The 0.8.53 cycle is **docs only**. The plan below is the build order once code
is unblocked; the first slice is intentionally the minimum that proves the path.

**Slice 1 — token scanner at submit (the minimum viable feature).**
- Add a `$<skill-id>` token scanner invoked on submit, **before**
  `build_queued_message` runs (`ui.rs:4721`). The scanner finds leading-`$`
  tokens, captures the id up to the next whitespace, and hands each id to the
  resolver. The scanner must skip `$` occurrences inside code fences and inline
  command strings (see Non-goals) so shell `$VAR` references are never treated as
  skill mentions.
- Resolve via `discover_in_workspace(workspace).get(id)` (`skills/mod.rs:553` /
  `:421`), gate on `SkillStateStore::is_enabled` (`skill_state.rs:73`), and emit
  the `Using skill: <name>` line plus the loaded body.

**Slice 2 — inline-mention popup.**
- Extend the inline-mention popup machinery in `slash_menu.rs:86`
  (`partial_inline_skill_mention_at_cursor`) to recognize a `$`-prefixed token
  under the cursor and offer skill-name completions from `SkillRegistry::list()`,
  the same way the slash popup offers commands. This is a UX accelerator on top
  of Slice 1, not a precondition for it.

**Slice 3 — ambiguity diagnostics.**
- When resolution is ambiguous, emit actionable diagnostics, e.g.
  `"$debugging matched 3 skills: systematic-debugging, root-cause-debugging,
   superpowers:systematic-debugging — use $superpowers:systematic-debugging"`.
  Diagnostics name the disambiguated id the user should type next.

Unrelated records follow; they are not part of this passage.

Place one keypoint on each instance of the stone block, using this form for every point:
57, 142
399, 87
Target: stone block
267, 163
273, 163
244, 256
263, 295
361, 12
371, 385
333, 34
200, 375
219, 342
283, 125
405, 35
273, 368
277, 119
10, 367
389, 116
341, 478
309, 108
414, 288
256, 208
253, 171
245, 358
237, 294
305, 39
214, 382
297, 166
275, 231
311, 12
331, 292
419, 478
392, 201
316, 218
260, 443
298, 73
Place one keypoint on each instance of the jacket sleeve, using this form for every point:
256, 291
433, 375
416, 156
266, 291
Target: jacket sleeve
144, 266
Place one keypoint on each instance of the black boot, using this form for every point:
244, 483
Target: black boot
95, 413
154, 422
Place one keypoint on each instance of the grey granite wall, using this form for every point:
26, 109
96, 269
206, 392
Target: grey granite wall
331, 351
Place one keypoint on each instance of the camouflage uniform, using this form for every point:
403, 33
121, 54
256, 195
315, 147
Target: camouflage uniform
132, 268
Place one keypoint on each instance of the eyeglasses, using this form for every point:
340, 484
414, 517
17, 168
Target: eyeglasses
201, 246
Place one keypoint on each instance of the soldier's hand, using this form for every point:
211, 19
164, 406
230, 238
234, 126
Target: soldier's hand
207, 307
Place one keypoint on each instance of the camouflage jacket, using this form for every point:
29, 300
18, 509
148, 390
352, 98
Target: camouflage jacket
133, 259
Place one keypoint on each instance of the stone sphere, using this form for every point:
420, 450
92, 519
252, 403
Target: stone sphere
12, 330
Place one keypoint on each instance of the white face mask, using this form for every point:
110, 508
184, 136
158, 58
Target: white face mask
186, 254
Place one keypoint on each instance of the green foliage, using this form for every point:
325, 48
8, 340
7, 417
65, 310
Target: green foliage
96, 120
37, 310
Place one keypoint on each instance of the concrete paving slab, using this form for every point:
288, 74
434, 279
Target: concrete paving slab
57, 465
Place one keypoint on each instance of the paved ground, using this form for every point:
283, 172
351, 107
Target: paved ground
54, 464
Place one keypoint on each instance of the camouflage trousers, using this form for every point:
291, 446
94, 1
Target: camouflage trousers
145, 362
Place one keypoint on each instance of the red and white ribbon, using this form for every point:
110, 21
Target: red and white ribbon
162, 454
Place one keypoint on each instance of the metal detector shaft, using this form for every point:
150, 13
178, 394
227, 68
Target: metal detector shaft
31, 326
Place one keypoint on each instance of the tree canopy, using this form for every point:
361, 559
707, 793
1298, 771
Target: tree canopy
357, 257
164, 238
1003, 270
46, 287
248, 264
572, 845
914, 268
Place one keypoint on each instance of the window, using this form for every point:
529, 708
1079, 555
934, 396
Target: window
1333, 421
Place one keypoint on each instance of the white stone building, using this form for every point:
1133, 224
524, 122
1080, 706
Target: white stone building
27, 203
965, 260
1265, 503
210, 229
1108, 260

**Deferred to 0.9.0+ (explicitly out of the first slices):**
- `$ns:skill` **globs / wildcards** (`$github:*`). Plain namespaced-exact
  (`$github:gh-fix-ci`) ships in Slice 1; globbing does not.
- **Per-skill tool restriction enforcement.** Parsing/display can land early;
  enforcement and its catalog-head-stability handling are owned by
  `TOOL_LIFECYCLE.md`.
- **Multi-skill composition rules.** Until defined, fall back to the "choose one"
  prompt (§4, §7).

---

## 7. Ambiguity / error UX, tests, and non-goals

### Error / ambiguity UX examples

| Input | Outcome |
|---|---|
| `$systematic-debugging fix the auth bug` | Exact hit. `Using skill: systematic-debugging`, body loaded, task = "fix the auth bug". |
| `$github:gh-fix-ci inspect failing checks` | Namespaced-exact hit. `Using skill: github:gh-fix-ci`, body loaded. |
| `$nope do a thing` | No match. `"No skill named 'nope'. Run /skill list to see available skills."` No activation; the line is sent as ordinary text. |
| `$debugging ...` (3 candidates) | `"$debugging matched 3 skills: systematic-debugging, root-cause-debugging, superpowers:systematic-debugging — use $superpowers:systematic-debugging."` No auto-pick. |
| `$systematic-debug ...` (1 fuzzy candidate) | Suggest only: `"No exact skill 'systematic-debug'. Did you mean $systematic-debugging?"` No silent activation. |
| `$aleph ...` but aleph disabled | `"Skill 'aleph' is disabled. Enable it with /skill enable aleph."` No activation. |
| `$tdd $systematic-debugging ...` (2 mentions) | `"Choose one skill to lead this turn: $test-driven-development or $systematic-debugging."` (until composition rules exist). |
| `echo $PATH` inside a code fence / command string | Not a mention. Scanner skips `$` inside code/command contexts. |

### Tests (planned)

- **Exact:** `$systematic-debugging` resolves via `get(id)`, activates, loads body.
- **Namespaced:** `$github:gh-fix-ci` resolves on the `ns:skill` form.
- **Missing:** `$nope` → no-match message, no activation, line passed as text.
- **Ambiguous:** `$debugging` (≥2 candidates) → "matched N skills … use $ns:skill",
  asserts **no** auto-activation occurred.
- **Disabled:** a skill with `is_enabled == false` → disabled message, no activation.
- **Guardrail — `$` in code:** `$VAR` inside a fenced block or command string is
  not treated as a mention.

### Non-goals

- **Do not remove slash commands.** `/skill` and the whole `/` surface stay; `$`
  is preferred for models but additive.
- **Do not auto-run arbitrary scripts.** A `$mention` loads guidance (and, later,
  a declared tool policy) — it never executes shell or skill-attached scripts on
  its own.
- **Do not silently activate multiple complex skills.** Multi-mention falls back
  to a "choose one" prompt until composition rules are specified.
- **Do not let `$` collide with shell variables.** `$` inside code fences and
  command strings is never parsed as a skill mention.